Love doesn’t have to be instant or dramatic to be real. Healthy relationships often grow over time, and building a strong foundation requires patience. Let go of the belief that intense emotions from the start are the only sign of a true connection.
10. You should always wait for the other person to define the relationship.

Waiting for the other person to define the relationship can lead to unnecessary stress. If you’re ready to talk about where things are heading, bring it up. Clear communication is key, and it’s perfectly okay to initiate that conversation.
11. If it’s not perfect, it’s not worth it.

No relationship is perfect, and waiting for something flawless is a setup for disappointment. Every relationship takes work, patience, and compromise. It’s better to focus on the quality of connection rather than an idealised version of what a relationship should look like.
12. You must never let your partner see your flaws early on.

Hiding your flaws only creates a false version of yourself that’s hard to maintain over time. Being real and showing your imperfections helps build trust and authenticity in the relationship. Drop the pressure to be perfect and embrace your true self.
13. You have to have everything in common to make it work.

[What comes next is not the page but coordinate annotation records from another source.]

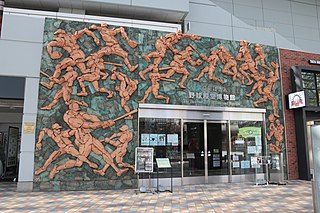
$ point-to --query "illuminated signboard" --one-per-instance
(297, 100)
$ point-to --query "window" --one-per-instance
(164, 135)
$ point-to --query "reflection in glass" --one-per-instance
(246, 143)
(165, 137)
(193, 149)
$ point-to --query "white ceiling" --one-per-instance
(101, 9)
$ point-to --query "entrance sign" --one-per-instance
(163, 162)
(144, 159)
(315, 131)
(297, 100)
(145, 140)
(172, 139)
(12, 147)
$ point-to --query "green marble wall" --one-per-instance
(203, 93)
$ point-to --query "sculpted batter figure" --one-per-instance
(93, 73)
(248, 63)
(121, 144)
(112, 45)
(61, 138)
(177, 65)
(229, 63)
(82, 124)
(65, 92)
(68, 42)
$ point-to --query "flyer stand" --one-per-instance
(164, 163)
(258, 161)
(144, 164)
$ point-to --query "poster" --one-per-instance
(254, 162)
(153, 139)
(235, 164)
(145, 140)
(251, 149)
(239, 141)
(235, 157)
(172, 140)
(245, 164)
(161, 139)
(258, 140)
(144, 159)
(163, 162)
(12, 149)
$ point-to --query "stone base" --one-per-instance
(25, 186)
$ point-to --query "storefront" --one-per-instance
(205, 144)
(300, 73)
(211, 106)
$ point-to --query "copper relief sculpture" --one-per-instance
(78, 69)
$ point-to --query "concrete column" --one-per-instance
(1, 13)
(26, 167)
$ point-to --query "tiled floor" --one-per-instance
(296, 196)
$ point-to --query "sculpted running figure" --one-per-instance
(248, 63)
(177, 65)
(126, 88)
(62, 139)
(260, 57)
(267, 90)
(212, 63)
(259, 77)
(112, 45)
(162, 45)
(68, 42)
(93, 74)
(229, 63)
(121, 144)
(155, 77)
(65, 92)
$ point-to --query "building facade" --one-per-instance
(211, 98)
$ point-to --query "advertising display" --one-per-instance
(144, 159)
(12, 151)
(297, 100)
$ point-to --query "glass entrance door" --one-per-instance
(205, 152)
(193, 153)
(218, 152)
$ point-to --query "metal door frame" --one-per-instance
(206, 115)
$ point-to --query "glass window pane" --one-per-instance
(318, 80)
(164, 135)
(246, 139)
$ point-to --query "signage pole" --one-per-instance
(1, 13)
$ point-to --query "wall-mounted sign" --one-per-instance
(172, 139)
(144, 159)
(28, 127)
(316, 62)
(297, 100)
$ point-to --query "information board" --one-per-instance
(144, 159)
(163, 162)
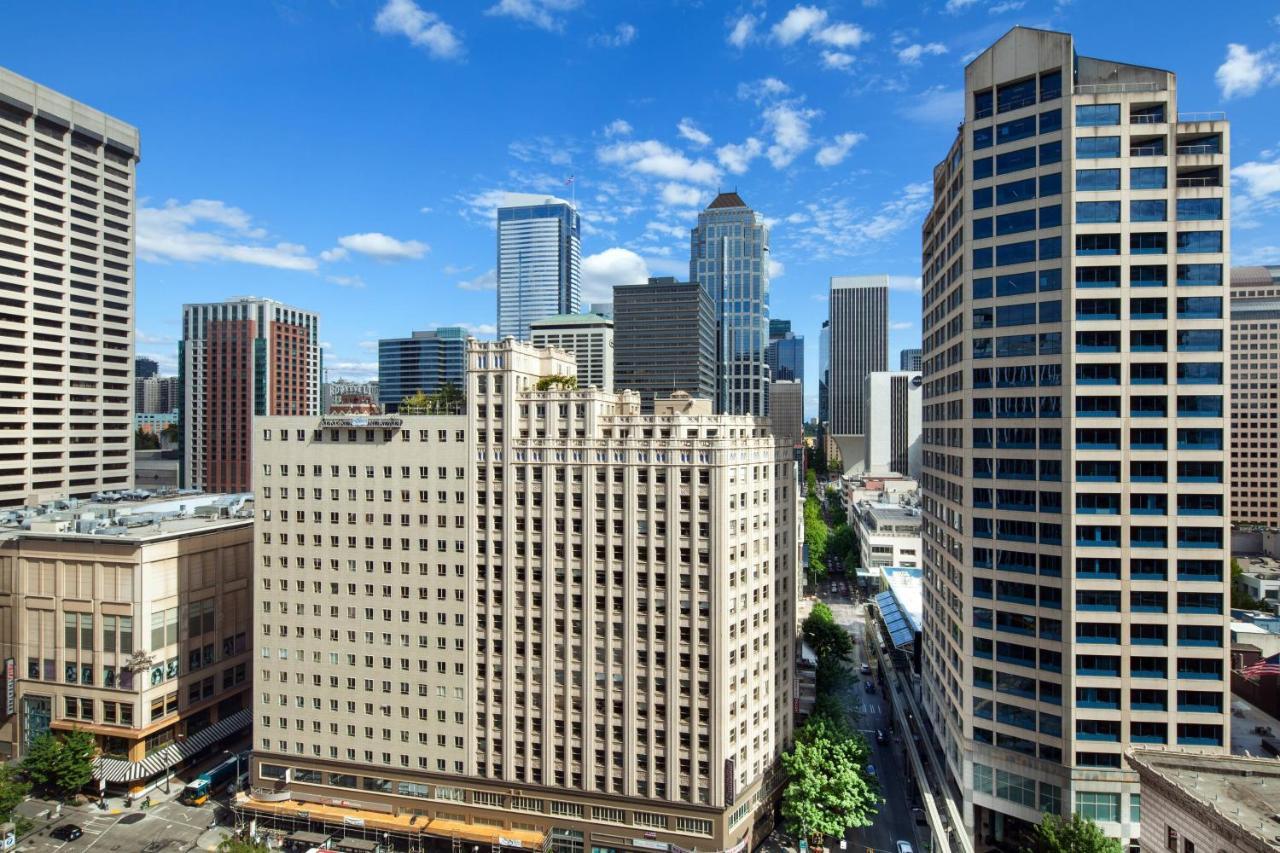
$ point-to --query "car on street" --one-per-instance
(67, 833)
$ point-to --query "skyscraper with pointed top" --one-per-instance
(730, 258)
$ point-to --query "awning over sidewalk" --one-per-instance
(117, 770)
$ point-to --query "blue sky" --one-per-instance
(344, 155)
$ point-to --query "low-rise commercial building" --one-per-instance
(131, 621)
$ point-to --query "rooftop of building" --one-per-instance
(1240, 790)
(571, 319)
(136, 515)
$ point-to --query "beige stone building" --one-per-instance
(553, 620)
(131, 621)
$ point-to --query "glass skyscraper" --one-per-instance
(539, 261)
(1075, 487)
(730, 258)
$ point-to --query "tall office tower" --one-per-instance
(554, 619)
(424, 361)
(859, 345)
(730, 258)
(237, 360)
(894, 423)
(1075, 441)
(539, 261)
(785, 354)
(589, 337)
(67, 224)
(824, 373)
(1256, 396)
(145, 368)
(663, 340)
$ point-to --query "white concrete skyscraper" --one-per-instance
(730, 258)
(1074, 487)
(67, 176)
(539, 261)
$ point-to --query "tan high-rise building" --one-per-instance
(1256, 396)
(129, 621)
(549, 620)
(67, 228)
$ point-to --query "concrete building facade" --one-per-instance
(589, 337)
(730, 258)
(539, 261)
(1075, 489)
(553, 616)
(67, 270)
(663, 340)
(424, 361)
(132, 623)
(892, 423)
(238, 360)
(1256, 396)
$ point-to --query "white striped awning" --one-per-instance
(115, 770)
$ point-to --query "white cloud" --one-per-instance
(693, 133)
(743, 31)
(737, 158)
(539, 13)
(790, 127)
(656, 159)
(836, 59)
(621, 36)
(617, 127)
(205, 229)
(835, 151)
(762, 90)
(937, 105)
(1244, 72)
(380, 247)
(487, 281)
(910, 55)
(812, 22)
(421, 27)
(680, 195)
(612, 267)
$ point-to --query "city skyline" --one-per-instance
(229, 196)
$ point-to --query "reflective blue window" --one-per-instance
(1088, 147)
(1097, 114)
(1015, 191)
(1095, 211)
(1016, 129)
(1148, 210)
(1148, 178)
(1015, 222)
(1200, 241)
(1097, 179)
(1015, 160)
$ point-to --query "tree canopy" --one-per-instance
(1074, 835)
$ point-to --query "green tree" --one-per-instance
(13, 790)
(828, 789)
(60, 766)
(1075, 835)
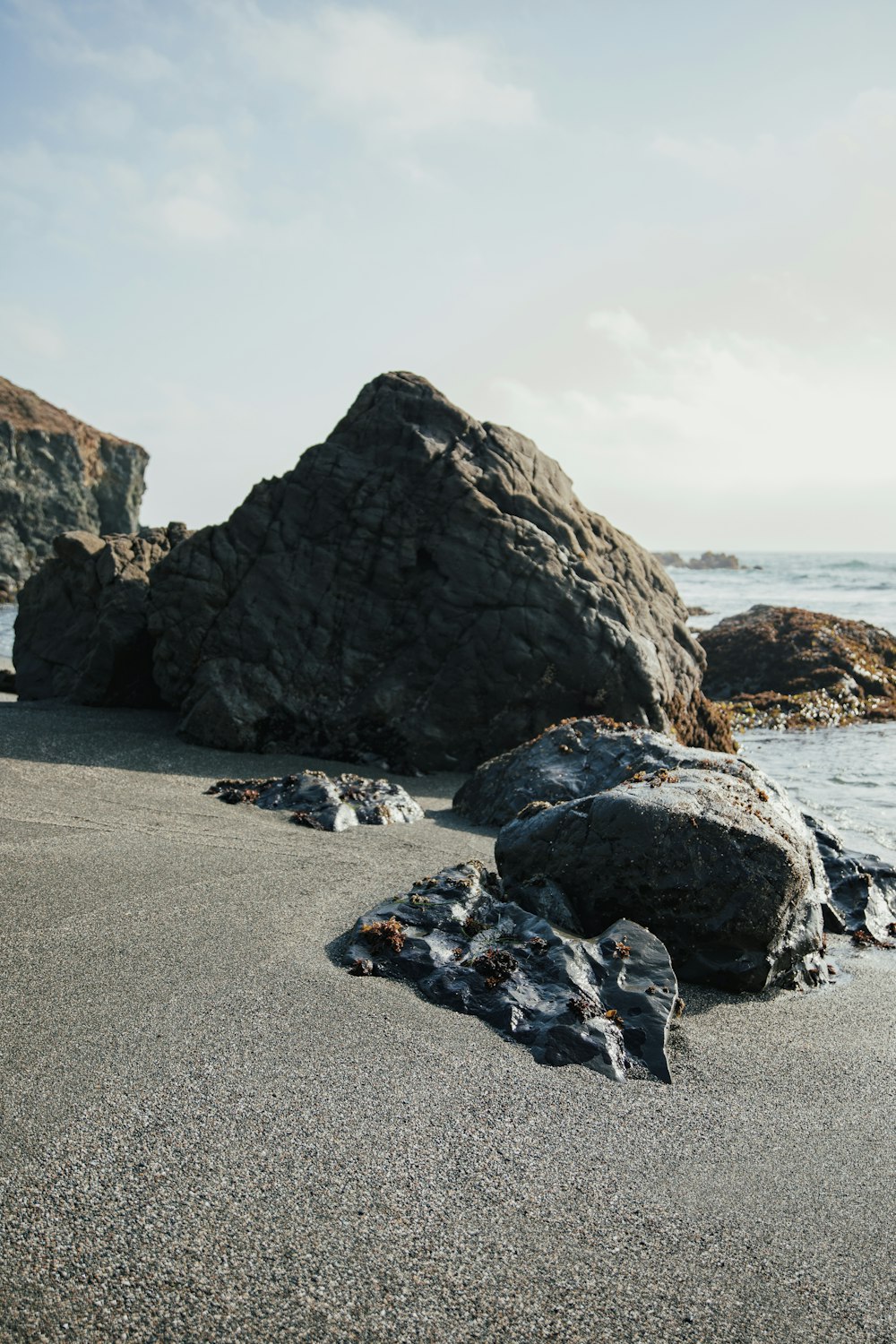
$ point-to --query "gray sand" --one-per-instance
(211, 1132)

It’s a myth that you and your partner need to share all the same interests and hobbies to have a successful relationship. Differences can bring balance and excitement to the relationship. What matters more is how you respect and support each other’s interests.
14. You shouldn’t date if you’re not ready for a serious relationship.

It’s okay to date even if you’re not looking for something serious right away. Dating can be about meeting new people, learning what you want, and enjoying the moment. Just be honest about your intentions from the start to avoid misunderstandings.
15. You need to follow specific timelines for relationship milestones.

There’s no set timeline for when things should happen in a relationship. Whether it’s moving in together, saying “I love you,” or getting engaged, it’s important to move at a pace that feels right for both of you. Let go of timelines and let your relationship grow naturally.